Hyperparameter Tuning
All Machine learning models contain hyperparameters which you can tune to change the way the learning occurs. For each machine learning model, the hyperparameters can be different, and different datasets require different hyperparameter setting and adjusting.
for example, in a decision tree classifier, some of the hyperparameters will be
- max_depth (tells you how deep you want the tree to go)
- min_samples_split(the minimum number of samples required to split an internal node)
- min_samples_leaf( the minimum number of samples required to be a leaf node)
Hyperparameters VS Parameters
As mentioned earlier the hyperparameters are all the knobs you turn and have control over, and are set during instantiation, and do not change during training. A lot of models also have ‘normal’ parameters that are learned during the training when you call the fit method. These parameters are different than hyperparameters. An example of a ‘normal’ parameter is the slope and intercept in Linear regression that is fit during the training.
Meta-estimator
We use GridSearchCV which is known as a meta-estimator to iterate over all the combinations of hyperparameters for a learning model given a sequence of hyperparameters. It computes cross-validates mean score and fits each combination on the data and finds which combination performs the best.

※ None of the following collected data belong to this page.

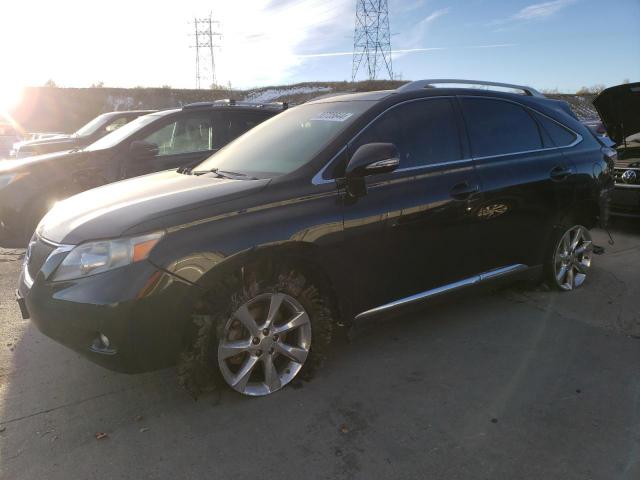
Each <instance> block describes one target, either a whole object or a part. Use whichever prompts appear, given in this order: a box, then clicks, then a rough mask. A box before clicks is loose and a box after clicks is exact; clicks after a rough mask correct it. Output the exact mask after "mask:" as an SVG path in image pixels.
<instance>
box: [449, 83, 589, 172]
mask: <svg viewBox="0 0 640 480" xmlns="http://www.w3.org/2000/svg"><path fill="white" fill-rule="evenodd" d="M458 98H474V99H476V98H480V99H485V100H499V101H501V102H507V103H513V104H515V105H518V106H519V107H522V108H524V109H525V110H530V111H532V112H534V113H536V114H537V115H542V116H543V117H545V118H547V119H549V120H551V121H552V122H554V123H556V124H558V125H560V126H561V127H562V128H564V129H565V130H569V131H570V132H571V133H573V134H574V135H575V136H576V139H575V140H574V141H573V142H571V143H570V144H569V145H564V146H561V147H547V148H538V149H535V150H524V151H521V152H510V153H501V154H499V155H488V156H484V157H473V159H474V160H485V159H487V158H499V157H506V156H509V155H520V154H523V153H536V152H545V151H552V150H562V149H565V148H572V147H575V146H576V145H578V144H579V143H580V142H582V140H583V137H582V135H580V134H579V133H578V132H576V131H575V130H573V129H572V128H569V127H567V126H566V125H565V124H564V123H562V122H559V121H558V120H556V119H555V118H551V117H550V116H549V115H547V114H545V113H542V112H541V111H539V110H536V109H535V108H533V107H530V106H528V105H523V104H521V103H519V102H514V101H513V100H509V99H508V98H500V97H479V96H477V95H459V96H458ZM534 121H535V119H534ZM537 123H538V122H536V124H537Z"/></svg>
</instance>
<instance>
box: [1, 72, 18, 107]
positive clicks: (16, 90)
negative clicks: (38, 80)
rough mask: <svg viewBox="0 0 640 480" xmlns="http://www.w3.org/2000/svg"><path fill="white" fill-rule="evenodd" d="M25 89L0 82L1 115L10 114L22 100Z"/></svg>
mask: <svg viewBox="0 0 640 480" xmlns="http://www.w3.org/2000/svg"><path fill="white" fill-rule="evenodd" d="M22 93H23V87H22V86H21V85H18V84H14V83H8V82H2V81H1V80H0V113H3V114H8V113H9V112H10V111H11V110H12V109H13V108H15V107H16V106H17V105H18V104H19V103H20V100H21V98H22Z"/></svg>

GridSearchCV is not a learning model by itself although it is a sci-kit-learn estimator. It follows the same three steps as an estimator would as it takes an estimator as input during the instantiation.
How to use GridSearchCV
firstly you must create a dictionary with the key-value being the hyperparameter and the pair-value being the value that the hyperparameter will be set to. The example I will use will be in a Decision Tree with max_depth and min_samples_leaf
grid = {'max_depth': [2,3,4,5],
'min_samples_leaf': [2, 5, 10, 20, 50, 100]}
in this case, we are saying we want to set the hyperparameters for ‘max_depth’ and ‘min_samples_leaf’ to each of those values and see how well each combination performs. It will look something like:
- Combination 1: max_depth = 2 and min_samples_leaf = 2
- Combination 2: max_depth = 2 and min_samples_leaf = 5
- Combination 3: max_depth = 2 and min_samples_leaf = 10
This will continue until all combinations have been exhausted. For each one we will see how well the model performs.
from sklearn.tree import DecisionTreeRegressor
from sklearn.model_selection import GridSearchCV, KFold
dtr = DecisionTreeRegressor()
kf = KFold(n_splits=5, shuffle=True, random_state=123)

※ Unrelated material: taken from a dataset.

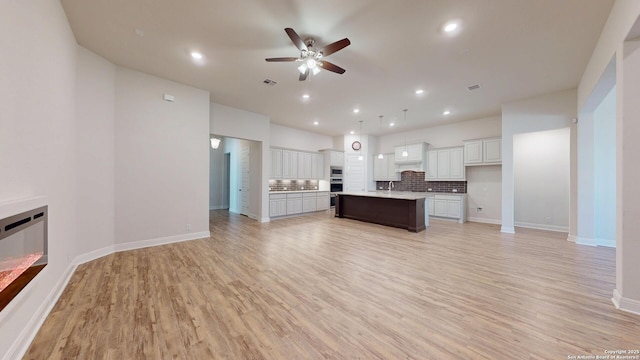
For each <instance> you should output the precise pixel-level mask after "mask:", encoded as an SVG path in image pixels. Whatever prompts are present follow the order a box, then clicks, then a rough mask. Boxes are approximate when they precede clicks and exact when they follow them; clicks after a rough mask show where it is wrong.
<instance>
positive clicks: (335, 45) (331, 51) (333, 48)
mask: <svg viewBox="0 0 640 360" xmlns="http://www.w3.org/2000/svg"><path fill="white" fill-rule="evenodd" d="M350 44H351V41H349V39H347V38H344V39H342V40H338V41H336V42H334V43H331V44H329V45H327V46H325V47H323V48H322V49H320V52H321V53H322V55H323V56H329V55H331V54H333V53H334V52H336V51H338V50H342V49H344V48H346V47H347V46H349V45H350Z"/></svg>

gs = GridSearchCV(dtr, grid, cv=kf)
We import the necessary libraries, instantiate our DecisionTree and apply KFold which allows us to split our data into test and training sets(read more on KFold Cross-Validation here: https://machinelearningmastery.com/k-fold-cross-validation/)

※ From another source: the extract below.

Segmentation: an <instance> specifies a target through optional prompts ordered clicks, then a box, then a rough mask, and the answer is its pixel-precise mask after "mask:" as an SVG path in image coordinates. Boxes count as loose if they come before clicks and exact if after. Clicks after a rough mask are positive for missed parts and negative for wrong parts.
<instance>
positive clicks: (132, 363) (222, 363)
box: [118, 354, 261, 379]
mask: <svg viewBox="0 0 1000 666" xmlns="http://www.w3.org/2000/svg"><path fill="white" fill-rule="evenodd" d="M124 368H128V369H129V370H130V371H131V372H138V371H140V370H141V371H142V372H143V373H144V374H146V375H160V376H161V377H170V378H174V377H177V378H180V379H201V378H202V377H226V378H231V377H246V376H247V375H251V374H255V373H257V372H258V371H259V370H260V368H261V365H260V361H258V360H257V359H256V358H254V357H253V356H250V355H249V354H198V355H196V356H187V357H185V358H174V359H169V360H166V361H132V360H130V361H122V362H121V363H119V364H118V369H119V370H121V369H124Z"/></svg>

Then we instantiate the GridSearchCV and we input the Model, the grid(combination), and the CV
gs.fit(X, y)gs.best_params_gs.best_score_
We then fit the data to our GridSearchCV and we can find the best_params_ which tells us which combination was best(in this case it may be something like {‘max_depth’: 4, ‘min_samples_leaf’: 20}) and the best_score_ which tells us the best mean score of that combination.
If you are working with a lot of hyperparameters it may also be helpful to organize it all in a data frame by putting the cv_results_ inside a data frame like so:
df_results = pd.DataFrame(gs.cv_results_)
and for even further analysis you can plot the hyperparameter to see how the mean_test score performs as the hyperparameter increase(something to note in the cv_results the column will be named param_max_depth and not max_depth)
df_results.plot(x='param_max_depth', y='mean_test_score', kind='line', figsize=(10, 4));
you can see that at around param_max_depth = 3 the mean test score start to decrease so a good param_max_depth may be a value around 3–4
There is a lot of different hyperparameters you can choose from but be careful as the more hyperparameters you have the number of combinations will increase and the time it takes to test them will take even longer. It is best if you test it out with a small number of combinations and see which direction the results move in, it may be you notice that the combination of max_depth = 3 always performs best with other combinations so you can try to keep that constant while tuning the other hyperparameters.
Overall you can improve your model results by applying hyperparameter tuning and an easy way to do that is by using the meta-estimator GridSearchCV.